Te Whiti took quick command.

‘Take the children to the pa,’ he yelled to the teachers.

Enoka told Miriam to take Erenora’s hand, and together they followed the others from the schoolroom. They were halfway across the square in front of it when, suddenly, the earth exploded beneath their feet. One minute Erenora’s parents were there, the next minute they were gone. But their bodies shielded Erenora from the blast.

Of that horrific event, Erenora had only flashes of memory: maybe she tripped, or perhaps that was when the shell which killed her parents blew her off her feet. Suddenly her mother’s hand was no longer pulling her across the compound. A voice in Erenora’s own head called, ‘Mama? Kei w’ea koe? Where are you?’

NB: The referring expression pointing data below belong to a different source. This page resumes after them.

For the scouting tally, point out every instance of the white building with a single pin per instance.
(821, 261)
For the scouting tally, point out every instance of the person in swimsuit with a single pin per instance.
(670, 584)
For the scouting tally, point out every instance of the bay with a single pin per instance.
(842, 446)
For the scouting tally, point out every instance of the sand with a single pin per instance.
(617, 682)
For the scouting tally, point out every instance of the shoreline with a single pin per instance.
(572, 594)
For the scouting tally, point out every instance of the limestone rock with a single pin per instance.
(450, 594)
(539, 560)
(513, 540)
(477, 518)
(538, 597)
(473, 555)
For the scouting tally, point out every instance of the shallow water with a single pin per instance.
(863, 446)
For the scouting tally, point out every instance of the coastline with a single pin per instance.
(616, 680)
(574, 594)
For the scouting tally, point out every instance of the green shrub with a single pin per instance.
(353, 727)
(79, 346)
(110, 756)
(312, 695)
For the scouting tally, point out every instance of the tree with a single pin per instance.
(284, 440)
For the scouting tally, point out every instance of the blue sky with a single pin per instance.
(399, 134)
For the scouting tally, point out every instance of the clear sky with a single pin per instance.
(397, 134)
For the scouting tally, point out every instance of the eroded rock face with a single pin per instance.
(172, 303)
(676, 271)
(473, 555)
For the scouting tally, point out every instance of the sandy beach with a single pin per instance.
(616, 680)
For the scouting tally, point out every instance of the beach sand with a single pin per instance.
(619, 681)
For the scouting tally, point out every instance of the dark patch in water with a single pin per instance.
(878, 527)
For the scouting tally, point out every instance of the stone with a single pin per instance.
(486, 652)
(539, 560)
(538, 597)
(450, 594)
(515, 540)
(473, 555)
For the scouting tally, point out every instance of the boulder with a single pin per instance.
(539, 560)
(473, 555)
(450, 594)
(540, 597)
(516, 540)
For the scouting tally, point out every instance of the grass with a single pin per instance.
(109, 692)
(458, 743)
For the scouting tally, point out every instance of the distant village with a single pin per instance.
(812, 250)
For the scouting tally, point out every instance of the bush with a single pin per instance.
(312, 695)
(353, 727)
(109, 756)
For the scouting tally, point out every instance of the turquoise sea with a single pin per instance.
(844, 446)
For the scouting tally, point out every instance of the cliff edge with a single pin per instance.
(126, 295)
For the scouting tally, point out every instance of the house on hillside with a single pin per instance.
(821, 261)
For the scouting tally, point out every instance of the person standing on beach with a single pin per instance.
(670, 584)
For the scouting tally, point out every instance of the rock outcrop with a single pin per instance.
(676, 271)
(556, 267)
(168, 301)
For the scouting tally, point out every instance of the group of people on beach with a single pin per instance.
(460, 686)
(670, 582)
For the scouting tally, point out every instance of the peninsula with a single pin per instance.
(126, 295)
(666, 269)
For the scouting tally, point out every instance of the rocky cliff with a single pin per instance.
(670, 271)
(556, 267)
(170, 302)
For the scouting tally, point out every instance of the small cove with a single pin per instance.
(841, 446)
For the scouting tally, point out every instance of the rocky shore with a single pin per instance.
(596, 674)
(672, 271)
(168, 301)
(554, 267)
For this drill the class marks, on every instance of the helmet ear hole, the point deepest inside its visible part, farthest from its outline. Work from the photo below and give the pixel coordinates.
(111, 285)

She stood up and saw two bodies on the ground; one of them was her mother’s. She ran to Miriam, shaking her, telling her to wake up. Her mother’s eyes were closed and blood was issuing from her lips and nostrils. Then Te Whiti lifted her away. He was saying something to Erenora like, ‘Your mother is dead.’ Her ears were ringing from the blast as he took her to the pa.

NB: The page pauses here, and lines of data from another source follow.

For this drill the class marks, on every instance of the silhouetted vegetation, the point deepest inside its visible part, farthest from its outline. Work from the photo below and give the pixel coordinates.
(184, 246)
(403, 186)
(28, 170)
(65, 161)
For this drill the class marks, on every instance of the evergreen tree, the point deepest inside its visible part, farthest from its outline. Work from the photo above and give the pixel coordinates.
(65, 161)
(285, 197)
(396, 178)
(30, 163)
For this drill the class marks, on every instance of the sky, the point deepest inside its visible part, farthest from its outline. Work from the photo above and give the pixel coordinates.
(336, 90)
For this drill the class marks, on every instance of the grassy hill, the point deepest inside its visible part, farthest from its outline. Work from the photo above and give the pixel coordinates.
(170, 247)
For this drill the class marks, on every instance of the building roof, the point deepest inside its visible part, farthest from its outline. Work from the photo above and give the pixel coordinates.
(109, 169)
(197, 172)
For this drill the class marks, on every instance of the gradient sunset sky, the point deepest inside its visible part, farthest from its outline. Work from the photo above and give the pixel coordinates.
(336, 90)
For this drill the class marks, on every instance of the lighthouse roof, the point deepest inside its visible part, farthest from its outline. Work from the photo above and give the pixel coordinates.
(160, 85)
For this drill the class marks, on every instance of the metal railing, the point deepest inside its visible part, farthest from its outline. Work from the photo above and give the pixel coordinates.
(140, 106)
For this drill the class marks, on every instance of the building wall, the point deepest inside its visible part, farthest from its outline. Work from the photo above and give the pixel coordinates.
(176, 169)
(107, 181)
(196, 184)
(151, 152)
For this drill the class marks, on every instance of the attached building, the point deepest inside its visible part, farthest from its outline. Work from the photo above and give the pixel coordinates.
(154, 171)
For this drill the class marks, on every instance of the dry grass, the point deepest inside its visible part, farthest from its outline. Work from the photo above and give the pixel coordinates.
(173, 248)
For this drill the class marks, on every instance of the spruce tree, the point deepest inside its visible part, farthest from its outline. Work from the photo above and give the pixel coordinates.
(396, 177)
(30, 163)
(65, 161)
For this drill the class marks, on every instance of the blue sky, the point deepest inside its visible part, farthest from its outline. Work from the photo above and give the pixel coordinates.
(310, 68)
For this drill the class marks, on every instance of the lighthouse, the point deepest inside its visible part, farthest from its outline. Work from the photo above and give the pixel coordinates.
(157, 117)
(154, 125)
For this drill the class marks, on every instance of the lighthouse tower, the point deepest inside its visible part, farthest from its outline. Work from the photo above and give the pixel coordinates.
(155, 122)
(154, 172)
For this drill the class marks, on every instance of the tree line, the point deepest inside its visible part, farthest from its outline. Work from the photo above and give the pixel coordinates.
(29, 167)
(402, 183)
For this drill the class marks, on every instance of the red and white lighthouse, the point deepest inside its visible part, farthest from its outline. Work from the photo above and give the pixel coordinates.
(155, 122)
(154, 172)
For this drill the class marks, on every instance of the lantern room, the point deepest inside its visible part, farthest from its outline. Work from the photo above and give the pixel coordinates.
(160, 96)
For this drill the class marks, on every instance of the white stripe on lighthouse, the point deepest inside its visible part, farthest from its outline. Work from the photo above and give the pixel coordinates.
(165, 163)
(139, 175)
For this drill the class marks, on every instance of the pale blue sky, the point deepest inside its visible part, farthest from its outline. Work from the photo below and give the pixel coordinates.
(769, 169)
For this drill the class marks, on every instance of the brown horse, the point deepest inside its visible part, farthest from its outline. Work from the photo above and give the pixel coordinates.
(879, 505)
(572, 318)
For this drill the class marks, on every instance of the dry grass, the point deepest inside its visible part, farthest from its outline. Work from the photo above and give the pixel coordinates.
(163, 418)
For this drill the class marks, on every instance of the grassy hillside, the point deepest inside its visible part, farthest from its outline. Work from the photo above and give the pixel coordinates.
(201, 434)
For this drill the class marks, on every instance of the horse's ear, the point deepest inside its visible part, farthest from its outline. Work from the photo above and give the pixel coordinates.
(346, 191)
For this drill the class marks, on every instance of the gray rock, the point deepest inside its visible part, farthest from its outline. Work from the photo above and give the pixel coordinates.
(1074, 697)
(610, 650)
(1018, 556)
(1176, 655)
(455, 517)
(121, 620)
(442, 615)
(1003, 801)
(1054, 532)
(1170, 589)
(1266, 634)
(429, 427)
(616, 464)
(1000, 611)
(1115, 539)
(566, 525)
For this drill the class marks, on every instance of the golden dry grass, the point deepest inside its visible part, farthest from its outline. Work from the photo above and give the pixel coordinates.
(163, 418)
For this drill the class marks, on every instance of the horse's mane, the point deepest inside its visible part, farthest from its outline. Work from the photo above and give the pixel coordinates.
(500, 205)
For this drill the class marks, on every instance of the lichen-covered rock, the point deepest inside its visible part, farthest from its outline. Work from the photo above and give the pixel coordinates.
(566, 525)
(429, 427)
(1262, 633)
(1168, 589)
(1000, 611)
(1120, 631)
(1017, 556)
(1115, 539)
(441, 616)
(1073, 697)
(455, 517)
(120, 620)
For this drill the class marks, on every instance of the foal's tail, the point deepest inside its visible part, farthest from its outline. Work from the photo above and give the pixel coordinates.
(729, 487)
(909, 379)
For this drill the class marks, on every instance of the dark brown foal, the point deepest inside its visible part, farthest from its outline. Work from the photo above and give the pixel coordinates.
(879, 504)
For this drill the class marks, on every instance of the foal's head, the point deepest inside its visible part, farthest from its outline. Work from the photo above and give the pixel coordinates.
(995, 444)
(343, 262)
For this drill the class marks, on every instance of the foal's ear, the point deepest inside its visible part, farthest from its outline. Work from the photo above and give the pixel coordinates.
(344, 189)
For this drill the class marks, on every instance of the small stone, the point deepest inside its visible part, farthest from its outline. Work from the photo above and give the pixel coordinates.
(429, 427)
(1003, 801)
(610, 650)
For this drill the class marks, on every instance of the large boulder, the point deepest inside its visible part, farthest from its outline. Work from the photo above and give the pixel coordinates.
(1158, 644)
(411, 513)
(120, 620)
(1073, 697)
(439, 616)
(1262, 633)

Erenora was frightened, in shock; she didn’t know what was happening. Nor could she understand why her parents were no longer there. Around her, in the underground chambers of the fortifications, people were praying. She couldn’t hear the words of the karakia; all she saw were the lips moving. ‘Oh God of Israel,’ the villagers prayed, ‘hear our karakia and take pity on your people in their misery. You, God of deliverance, rescue us as you did the Israelites out of Egypt.’


The Niger’s bombardment was just the beginning of the assault on Warea. Soldiers, seamen, marines, artillerymen and others followed in an overland attack; they numbered 750 or so. Some reports say that the actual target of the shelling was the pa rather than the settlement and mission station; if so, it is puzzling that the invading force avoided the pa altogether and, although they spared the church, ransacked the rest of Warea and then retreated.

In the darkness of the pa Erenora met a young boy, about five years older, who held her tightly in his arms as the redcoat soldiers went about their business. He must have heard her whimpering at the sounds of the pillaging: rifle shots, and whooping and hollering as the village was razed.

Was it true about her mother? And father? What did being dead mean?

The young boy had tender, shining eyes and his voice was strong and comforting. ‘Don’t worry,’ he told her. ‘I’m an orphan too. Cast away your fears and don’t be sad. I will look after you.’